[IA64-SGI] get XPC to cleanly disengage from remote memory references
When XPC is being shutdown (i.e., rmmod, reboot) it doesn't ensure that
other partitions with whom it was connected have completely disengaged
from any attempt at cross-partition memory references. This can lead to
MCAs in any of these other partitions when the partition is reset.

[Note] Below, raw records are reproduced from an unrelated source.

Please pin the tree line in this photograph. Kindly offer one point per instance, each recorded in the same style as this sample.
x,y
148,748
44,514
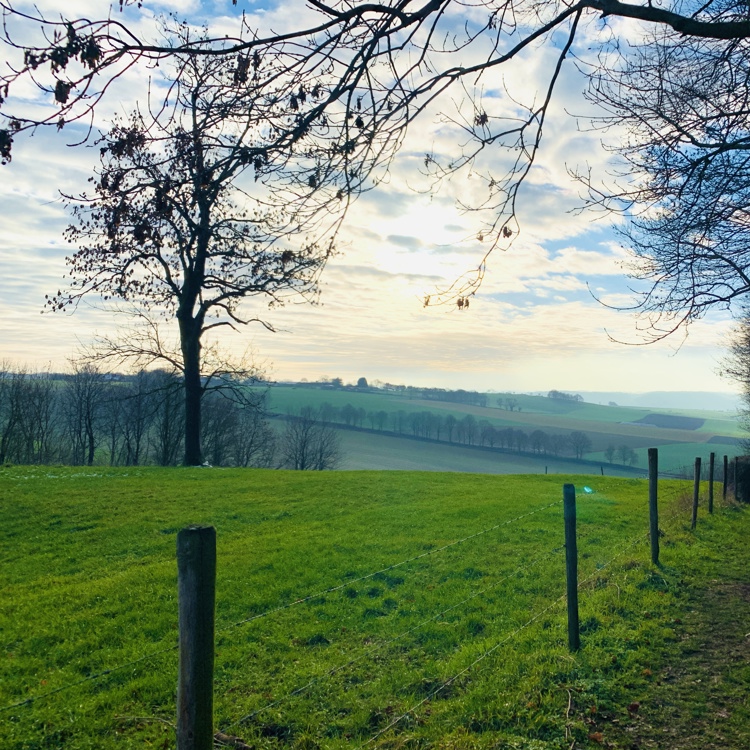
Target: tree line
x,y
468,430
88,417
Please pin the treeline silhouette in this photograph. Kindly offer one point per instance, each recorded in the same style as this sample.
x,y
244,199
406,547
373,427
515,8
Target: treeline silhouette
x,y
466,430
89,416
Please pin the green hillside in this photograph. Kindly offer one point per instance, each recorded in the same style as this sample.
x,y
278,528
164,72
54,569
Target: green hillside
x,y
603,425
376,609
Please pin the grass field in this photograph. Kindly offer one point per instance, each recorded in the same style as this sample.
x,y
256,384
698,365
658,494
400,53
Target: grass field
x,y
459,642
605,425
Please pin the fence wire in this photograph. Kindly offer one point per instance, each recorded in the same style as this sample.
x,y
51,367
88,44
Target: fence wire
x,y
341,586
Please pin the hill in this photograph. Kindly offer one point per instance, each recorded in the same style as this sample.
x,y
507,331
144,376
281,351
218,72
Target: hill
x,y
366,609
389,425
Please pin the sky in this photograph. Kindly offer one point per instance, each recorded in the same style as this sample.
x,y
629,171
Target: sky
x,y
537,323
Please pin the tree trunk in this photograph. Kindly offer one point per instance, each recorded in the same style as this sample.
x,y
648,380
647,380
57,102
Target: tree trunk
x,y
191,355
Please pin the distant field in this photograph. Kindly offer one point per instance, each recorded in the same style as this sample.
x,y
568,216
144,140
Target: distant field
x,y
365,450
459,641
605,425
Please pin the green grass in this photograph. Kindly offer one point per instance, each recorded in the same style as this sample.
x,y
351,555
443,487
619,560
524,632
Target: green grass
x,y
88,583
605,425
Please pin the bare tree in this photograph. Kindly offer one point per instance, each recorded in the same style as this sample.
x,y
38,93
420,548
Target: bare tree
x,y
350,82
580,442
84,399
168,228
308,443
255,441
168,429
684,179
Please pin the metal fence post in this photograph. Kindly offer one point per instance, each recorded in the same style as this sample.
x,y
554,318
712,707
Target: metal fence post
x,y
571,565
653,510
696,491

Signed-off-by: Dean Nelson <dcn@sgi.com>
Signed-off-by: Tony Luck <tony.luck@intel.com>
diff --git a/arch/ia64/sn/kernel/xpc_partition.c b/arch/ia64/sn/kernel/xpc_partition.c
index 578265e..79a0fc4 100644
--- a/arch/ia64/sn/kernel/xpc_partition.c
+++ b/arch/ia64/sn/kernel/xpc_partition.c
@@ -76,11 +76,6 @@
xpc_remote_copy_buffer[XPC_RSVD_PAGE_ALIGNED_SIZE];
-/* systune related variables */
-int xpc_hb_interval = XPC_HB_DEFAULT_INTERVAL;
-int xpc_hb_check_interval = XPC_HB_CHECK_DEFAULT_TIMEOUT;
-
-
/*
* Given a nasid, get the physical address of the partition's reserved page
* for that nasid. This function returns 0 on any error.
@@ -239,16 +234,21 @@
xpc_vars->amos_page = amos_page; /* save for next load of XPC */
- /*
- * Initialize the activation related AMO variables.
- */
- xpc_vars->act_amos = xpc_IPI_init(XP_MAX_PARTITIONS);
- for (i = 1; i < XP_NASID_MASK_WORDS; i++) {
- xpc_IPI_init(i + XP_MAX_PARTITIONS);
+ /* initialize the activate IRQ related AMO variables */
+ for (i = 0; i < XP_NASID_MASK_WORDS; i++) {
+ (void) xpc_IPI_init(XPC_ACTIVATE_IRQ_AMOS + i);
}
+
+ /* initialize the engaged remote partitions related AMO variables */
+ (void) xpc_IPI_init(XPC_ENGAGED_PARTITIONS_AMO);
+ (void) xpc_IPI_init(XPC_DISENGAGE_REQUEST_AMO);
+
/* export AMO page's physical address to other partitions */
xpc_vars->amos_page_pa = ia64_tpa((u64) xpc_vars->amos_page);
+ /* timestamp of when reserved page was initialized */
+ rp->stamp = CURRENT_TIME;
+
/*
* This signifies to the remote partition that our reserved
* page is initialized.
@@ -387,6 +387,11 @@
remote_vars = (struct xpc_vars *) xpc_remote_copy_buffer;
for (partid = 1; partid < XP_MAX_PARTITIONS; partid++) {
+
+ if (xpc_exiting) {
+ break;
+ }
+
if (partid == sn_partition_id) {
continue;
}
@@ -417,7 +422,7 @@
if (((remote_vars->heartbeat == part->last_heartbeat) &&
(remote_vars->kdb_status == 0)) ||
- !XPC_HB_ALLOWED(sn_partition_id, remote_vars)) {
+ !xpc_hb_allowed(sn_partition_id, remote_vars)) {
XPC_DEACTIVATE_PARTITION(part, xpcNoHeartbeat);
continue;
@@ -436,23 +441,23 @@
*/
static enum xpc_retval
xpc_get_remote_rp(int nasid, u64 *discovered_nasids,
- struct xpc_rsvd_page *remote_rp, u64 *remote_rsvd_page_pa)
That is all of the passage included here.